First off, sure, the piano and your vocal folds are tools. I might even be willing to say that language is a kind of technology we use to communicate (among other things). Another way to say that is, "We use words to communicate," where "words" basically means language. That ambiguity is unfortunate.
I wasn't looking for use in that broad sense, but in the sense that the meaning of a word is its use in sentences, the semantic contribution it makes to sentences it appears in. (When you learn how to use a word, you've learned what it means.) I was wondering if instead of there being a generic skill--using the word ____--maybe using the word "red" is a skill, using the word "crepuscular" is a skill, and so on, just as drawing a straight line is a skill, drawing a hand is a skill, etc. (I recall now that somewhere Dummett says the issue here isn't so much individual words, but word types: how to use color-words, number-words, mass nouns, proper names, etc.)
Looking back, I don't think I ever explicitly said I meant there to be an analogy between word/sentence and note/tune. (As the tune is made of certain notes in a certain special arrangement, the sentence is made of certain words in a certain special arrangement.) But that's why I end up unwilling to say that words are tools, even if I might be willing to say that language is a tool, because I was thinking of the use of a word in a sentence rather than the use of "words," i.e. language, to say something.
But now I need to say that these two uses of "use" are the same, or at least really closely related. A word is
used in a sentence precisely in the sense that a sentence is what we use to perform what we can vaguely call a "linguistic act," the sense in which we use language to do something. That still doesn't exactly make a word a tool. I'm not even sure I would say a sentence is a tool. Language is more like a shared technology that includes the producing and consuming sides of the transaction.

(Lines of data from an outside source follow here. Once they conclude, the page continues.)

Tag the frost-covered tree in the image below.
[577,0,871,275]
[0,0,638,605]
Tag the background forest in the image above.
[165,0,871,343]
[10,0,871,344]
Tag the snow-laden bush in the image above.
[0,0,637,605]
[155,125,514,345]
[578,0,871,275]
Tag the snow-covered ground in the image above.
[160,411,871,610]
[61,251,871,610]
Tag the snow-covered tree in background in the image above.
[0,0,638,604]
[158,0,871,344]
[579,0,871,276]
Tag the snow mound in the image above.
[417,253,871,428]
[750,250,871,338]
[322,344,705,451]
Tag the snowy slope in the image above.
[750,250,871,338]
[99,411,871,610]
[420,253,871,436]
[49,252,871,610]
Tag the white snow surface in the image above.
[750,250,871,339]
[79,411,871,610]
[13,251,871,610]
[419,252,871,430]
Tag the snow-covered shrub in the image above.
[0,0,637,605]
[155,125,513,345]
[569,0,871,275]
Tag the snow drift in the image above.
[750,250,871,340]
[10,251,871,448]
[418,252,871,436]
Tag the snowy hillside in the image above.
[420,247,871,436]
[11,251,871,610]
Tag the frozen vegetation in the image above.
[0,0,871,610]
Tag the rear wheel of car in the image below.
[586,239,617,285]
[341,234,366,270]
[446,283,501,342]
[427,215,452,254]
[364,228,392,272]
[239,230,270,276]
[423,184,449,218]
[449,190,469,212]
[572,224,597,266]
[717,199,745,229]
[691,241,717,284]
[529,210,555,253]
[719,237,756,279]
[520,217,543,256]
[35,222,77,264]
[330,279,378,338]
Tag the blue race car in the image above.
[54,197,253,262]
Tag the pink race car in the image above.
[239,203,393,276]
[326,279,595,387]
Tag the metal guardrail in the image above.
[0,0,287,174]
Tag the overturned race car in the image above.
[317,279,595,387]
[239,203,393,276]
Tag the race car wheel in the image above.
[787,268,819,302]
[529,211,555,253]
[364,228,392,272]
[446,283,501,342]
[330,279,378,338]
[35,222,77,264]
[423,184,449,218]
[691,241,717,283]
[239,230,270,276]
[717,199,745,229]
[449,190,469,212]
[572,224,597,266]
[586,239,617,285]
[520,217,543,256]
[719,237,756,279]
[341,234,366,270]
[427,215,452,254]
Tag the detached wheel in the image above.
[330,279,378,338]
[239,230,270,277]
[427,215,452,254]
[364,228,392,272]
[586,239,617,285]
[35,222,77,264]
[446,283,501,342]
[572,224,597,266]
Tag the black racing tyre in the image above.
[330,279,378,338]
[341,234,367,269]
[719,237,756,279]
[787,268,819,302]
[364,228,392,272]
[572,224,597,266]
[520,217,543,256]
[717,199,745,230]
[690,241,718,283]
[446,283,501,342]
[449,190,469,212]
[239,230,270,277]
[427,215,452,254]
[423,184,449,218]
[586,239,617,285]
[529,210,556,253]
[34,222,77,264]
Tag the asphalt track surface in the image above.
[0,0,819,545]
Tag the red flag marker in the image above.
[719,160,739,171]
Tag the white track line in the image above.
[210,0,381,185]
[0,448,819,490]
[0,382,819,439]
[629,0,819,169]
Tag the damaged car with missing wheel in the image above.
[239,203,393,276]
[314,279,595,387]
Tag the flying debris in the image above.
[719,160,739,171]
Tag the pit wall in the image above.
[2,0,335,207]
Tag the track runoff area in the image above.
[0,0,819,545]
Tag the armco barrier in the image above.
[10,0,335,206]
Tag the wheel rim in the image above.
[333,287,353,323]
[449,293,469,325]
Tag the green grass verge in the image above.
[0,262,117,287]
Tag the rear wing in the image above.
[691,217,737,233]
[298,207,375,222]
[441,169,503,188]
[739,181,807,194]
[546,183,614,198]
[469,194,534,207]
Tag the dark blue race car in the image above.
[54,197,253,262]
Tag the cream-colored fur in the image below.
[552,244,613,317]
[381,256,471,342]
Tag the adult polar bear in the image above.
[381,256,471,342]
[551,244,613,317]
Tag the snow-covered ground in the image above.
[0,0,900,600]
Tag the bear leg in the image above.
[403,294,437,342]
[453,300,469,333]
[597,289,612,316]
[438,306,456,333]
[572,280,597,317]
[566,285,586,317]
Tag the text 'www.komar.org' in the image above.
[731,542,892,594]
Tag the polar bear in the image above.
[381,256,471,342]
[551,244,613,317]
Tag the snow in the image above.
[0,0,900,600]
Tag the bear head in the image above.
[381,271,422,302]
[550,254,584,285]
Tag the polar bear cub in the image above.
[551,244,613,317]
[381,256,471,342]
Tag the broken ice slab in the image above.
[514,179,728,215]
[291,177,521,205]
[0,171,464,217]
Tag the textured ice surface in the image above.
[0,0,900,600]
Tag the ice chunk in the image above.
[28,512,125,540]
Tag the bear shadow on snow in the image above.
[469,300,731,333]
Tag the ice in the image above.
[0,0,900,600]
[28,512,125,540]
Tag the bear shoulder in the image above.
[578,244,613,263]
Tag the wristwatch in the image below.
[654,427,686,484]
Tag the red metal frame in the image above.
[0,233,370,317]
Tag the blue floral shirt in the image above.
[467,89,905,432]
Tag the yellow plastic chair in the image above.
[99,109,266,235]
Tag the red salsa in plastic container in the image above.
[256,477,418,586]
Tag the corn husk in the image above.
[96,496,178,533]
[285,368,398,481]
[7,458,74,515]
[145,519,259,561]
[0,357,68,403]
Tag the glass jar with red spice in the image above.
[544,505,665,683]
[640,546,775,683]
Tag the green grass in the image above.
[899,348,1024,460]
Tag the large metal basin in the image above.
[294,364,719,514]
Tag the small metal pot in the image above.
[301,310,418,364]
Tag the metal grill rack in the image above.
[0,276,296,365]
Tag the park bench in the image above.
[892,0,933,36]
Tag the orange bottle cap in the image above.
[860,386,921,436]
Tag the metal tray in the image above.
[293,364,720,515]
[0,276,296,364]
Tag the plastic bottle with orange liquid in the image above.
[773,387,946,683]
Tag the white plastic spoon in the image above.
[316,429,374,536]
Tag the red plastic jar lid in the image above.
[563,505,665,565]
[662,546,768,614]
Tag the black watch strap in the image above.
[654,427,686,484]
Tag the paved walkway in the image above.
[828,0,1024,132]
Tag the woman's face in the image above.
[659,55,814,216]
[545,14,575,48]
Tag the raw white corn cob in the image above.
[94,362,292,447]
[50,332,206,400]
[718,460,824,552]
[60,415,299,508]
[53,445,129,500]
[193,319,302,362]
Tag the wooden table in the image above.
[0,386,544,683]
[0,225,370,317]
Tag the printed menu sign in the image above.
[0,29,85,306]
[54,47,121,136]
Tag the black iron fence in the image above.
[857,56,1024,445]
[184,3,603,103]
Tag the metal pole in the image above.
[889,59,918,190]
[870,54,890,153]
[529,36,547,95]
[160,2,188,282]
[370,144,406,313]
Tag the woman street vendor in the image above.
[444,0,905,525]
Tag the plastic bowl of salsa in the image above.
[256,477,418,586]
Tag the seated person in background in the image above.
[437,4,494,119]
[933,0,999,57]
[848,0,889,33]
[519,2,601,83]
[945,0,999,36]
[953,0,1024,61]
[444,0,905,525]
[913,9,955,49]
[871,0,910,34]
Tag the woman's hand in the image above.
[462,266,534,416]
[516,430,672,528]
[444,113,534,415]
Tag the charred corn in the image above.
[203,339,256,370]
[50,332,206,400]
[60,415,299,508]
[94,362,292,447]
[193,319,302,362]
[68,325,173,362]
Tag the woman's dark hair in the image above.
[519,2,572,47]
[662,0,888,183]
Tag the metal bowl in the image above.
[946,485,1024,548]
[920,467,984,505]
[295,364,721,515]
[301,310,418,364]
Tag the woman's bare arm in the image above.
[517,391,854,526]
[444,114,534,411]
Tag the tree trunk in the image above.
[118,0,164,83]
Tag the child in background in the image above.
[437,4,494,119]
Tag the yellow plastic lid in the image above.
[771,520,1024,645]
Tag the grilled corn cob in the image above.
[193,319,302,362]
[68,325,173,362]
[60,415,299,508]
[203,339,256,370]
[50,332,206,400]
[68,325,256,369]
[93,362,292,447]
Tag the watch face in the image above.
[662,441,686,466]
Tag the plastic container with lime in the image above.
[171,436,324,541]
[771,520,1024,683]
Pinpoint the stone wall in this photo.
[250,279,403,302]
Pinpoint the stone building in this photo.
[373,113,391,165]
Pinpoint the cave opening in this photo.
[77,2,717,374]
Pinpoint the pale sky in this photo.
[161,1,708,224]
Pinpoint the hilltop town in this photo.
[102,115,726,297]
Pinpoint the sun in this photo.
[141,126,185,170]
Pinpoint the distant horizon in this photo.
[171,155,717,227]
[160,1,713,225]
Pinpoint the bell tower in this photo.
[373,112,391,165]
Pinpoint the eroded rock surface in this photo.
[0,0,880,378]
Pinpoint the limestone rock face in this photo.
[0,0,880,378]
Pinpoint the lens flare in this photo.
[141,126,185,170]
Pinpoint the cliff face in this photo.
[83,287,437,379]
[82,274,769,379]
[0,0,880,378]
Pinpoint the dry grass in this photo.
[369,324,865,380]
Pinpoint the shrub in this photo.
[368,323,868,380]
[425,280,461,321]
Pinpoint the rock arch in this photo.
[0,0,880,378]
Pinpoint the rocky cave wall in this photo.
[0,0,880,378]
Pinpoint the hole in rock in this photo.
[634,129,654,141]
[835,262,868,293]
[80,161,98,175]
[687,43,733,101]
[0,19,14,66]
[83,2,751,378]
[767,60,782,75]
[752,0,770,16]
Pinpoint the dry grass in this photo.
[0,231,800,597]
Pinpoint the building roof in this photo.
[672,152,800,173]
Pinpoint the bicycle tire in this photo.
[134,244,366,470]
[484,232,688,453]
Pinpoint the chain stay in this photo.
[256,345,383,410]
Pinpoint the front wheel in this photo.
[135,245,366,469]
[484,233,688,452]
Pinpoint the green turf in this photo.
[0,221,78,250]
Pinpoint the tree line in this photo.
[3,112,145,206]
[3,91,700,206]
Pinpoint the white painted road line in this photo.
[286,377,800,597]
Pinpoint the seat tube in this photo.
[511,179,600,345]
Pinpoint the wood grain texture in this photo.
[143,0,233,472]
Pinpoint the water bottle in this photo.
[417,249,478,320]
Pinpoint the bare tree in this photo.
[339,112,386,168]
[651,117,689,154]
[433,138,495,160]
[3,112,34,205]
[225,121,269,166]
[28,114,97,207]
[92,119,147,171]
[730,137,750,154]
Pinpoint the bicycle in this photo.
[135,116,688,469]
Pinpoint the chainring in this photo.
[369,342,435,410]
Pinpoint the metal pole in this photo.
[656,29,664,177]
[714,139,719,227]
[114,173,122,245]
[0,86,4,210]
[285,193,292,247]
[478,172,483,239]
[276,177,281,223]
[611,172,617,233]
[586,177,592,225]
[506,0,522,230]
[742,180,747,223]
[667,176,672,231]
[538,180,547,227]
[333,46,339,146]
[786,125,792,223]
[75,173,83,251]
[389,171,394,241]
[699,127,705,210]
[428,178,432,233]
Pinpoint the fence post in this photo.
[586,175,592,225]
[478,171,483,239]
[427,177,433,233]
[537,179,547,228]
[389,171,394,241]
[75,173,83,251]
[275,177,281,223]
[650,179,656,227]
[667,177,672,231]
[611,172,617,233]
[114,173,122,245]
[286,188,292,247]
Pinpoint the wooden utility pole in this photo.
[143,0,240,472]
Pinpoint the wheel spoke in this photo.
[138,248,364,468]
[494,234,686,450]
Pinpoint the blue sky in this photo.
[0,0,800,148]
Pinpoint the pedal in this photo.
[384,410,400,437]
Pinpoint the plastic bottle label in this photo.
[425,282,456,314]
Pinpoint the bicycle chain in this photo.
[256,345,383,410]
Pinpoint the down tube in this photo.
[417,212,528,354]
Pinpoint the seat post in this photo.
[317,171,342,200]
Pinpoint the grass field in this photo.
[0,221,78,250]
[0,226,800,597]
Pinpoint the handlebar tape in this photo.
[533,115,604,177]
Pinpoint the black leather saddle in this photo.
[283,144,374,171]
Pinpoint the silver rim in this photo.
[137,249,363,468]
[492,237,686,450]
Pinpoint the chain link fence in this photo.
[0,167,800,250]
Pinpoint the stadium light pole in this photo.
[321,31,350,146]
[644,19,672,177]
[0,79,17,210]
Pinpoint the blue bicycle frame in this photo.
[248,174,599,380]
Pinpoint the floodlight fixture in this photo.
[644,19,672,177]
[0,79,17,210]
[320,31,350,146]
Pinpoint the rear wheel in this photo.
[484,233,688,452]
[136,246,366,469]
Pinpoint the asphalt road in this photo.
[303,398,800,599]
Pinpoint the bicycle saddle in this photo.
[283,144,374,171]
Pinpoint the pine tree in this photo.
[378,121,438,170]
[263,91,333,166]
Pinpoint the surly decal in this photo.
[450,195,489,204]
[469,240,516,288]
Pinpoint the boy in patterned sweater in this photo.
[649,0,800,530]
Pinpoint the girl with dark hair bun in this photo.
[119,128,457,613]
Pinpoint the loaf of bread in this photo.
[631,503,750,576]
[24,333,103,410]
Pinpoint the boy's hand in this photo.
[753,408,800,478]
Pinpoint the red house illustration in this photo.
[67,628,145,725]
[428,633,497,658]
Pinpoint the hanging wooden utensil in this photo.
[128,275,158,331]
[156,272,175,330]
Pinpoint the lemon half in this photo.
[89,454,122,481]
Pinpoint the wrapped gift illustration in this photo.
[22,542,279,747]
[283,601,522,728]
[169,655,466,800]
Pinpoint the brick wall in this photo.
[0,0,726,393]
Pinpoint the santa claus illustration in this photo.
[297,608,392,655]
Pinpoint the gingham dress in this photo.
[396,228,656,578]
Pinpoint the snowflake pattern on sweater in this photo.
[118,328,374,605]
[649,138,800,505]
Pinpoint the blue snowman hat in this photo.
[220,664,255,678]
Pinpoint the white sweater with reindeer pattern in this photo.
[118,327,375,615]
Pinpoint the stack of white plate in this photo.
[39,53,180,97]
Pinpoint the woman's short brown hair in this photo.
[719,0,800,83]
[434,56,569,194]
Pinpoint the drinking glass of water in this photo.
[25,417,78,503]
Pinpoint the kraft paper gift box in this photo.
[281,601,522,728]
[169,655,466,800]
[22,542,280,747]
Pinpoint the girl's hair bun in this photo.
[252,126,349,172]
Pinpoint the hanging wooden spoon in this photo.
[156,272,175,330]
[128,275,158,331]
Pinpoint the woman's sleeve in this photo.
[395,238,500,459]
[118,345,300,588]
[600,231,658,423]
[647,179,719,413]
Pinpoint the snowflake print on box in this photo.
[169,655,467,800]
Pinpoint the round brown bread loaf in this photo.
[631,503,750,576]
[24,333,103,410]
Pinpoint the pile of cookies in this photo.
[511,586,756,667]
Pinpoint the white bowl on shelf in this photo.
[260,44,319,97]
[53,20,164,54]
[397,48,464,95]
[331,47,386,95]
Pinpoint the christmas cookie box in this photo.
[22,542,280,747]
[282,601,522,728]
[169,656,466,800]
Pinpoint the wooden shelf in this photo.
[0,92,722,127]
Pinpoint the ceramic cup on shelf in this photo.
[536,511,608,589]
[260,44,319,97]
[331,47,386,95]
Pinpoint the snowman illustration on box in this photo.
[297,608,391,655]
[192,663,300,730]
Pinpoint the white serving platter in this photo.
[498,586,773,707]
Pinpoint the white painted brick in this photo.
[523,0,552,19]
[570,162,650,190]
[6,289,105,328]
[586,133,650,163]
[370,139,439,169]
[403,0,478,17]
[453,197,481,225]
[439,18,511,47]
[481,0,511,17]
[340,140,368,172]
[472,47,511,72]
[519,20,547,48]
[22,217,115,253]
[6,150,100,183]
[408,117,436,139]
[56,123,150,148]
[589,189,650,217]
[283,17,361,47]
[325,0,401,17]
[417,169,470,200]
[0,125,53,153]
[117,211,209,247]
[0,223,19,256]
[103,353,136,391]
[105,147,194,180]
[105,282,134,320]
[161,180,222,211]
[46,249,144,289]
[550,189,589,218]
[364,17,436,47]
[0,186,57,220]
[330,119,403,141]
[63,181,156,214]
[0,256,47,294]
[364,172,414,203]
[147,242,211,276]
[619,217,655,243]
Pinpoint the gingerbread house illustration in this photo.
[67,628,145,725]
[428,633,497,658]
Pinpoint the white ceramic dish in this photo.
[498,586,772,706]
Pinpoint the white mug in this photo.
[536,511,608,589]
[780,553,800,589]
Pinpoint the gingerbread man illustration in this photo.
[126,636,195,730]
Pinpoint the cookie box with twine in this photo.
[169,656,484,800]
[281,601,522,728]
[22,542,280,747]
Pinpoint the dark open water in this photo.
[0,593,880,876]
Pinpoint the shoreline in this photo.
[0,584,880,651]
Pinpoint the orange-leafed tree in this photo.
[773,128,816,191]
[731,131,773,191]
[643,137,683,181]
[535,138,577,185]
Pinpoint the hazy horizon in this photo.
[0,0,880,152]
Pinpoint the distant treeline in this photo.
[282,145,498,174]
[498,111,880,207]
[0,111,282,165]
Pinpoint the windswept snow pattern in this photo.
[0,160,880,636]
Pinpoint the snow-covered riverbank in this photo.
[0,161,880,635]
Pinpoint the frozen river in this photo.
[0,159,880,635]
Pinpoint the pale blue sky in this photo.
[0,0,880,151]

But I do have one more observation. I lean toward molecularism, which is why I was claiming that we don't learn an entire language in one go, and wanted to look at how we add words. But there may be a sense in which that's false. No one actually uses, or ever learns, more than a proper subset of a given natural language. This need not be an idiolect--I mean only that fewer than all the words in the language are used, but those are used in the standard way. We're surely not going to say that you don't speak English unless you speak all of it. Speaking a proper subset is the norm. There may be a
sorites here--how much of the language do you have to speak? Or we could just allow that there's a continuum. (I speak "ein bißchen Deutsch.") If we do that, then from the moment you learn how to use an English word, you're in the same position as the English speaker you learned the word from; the only difference is the cardinality of your subsets.
That allows us to connect language as a shared technology to the use of a word right from the start.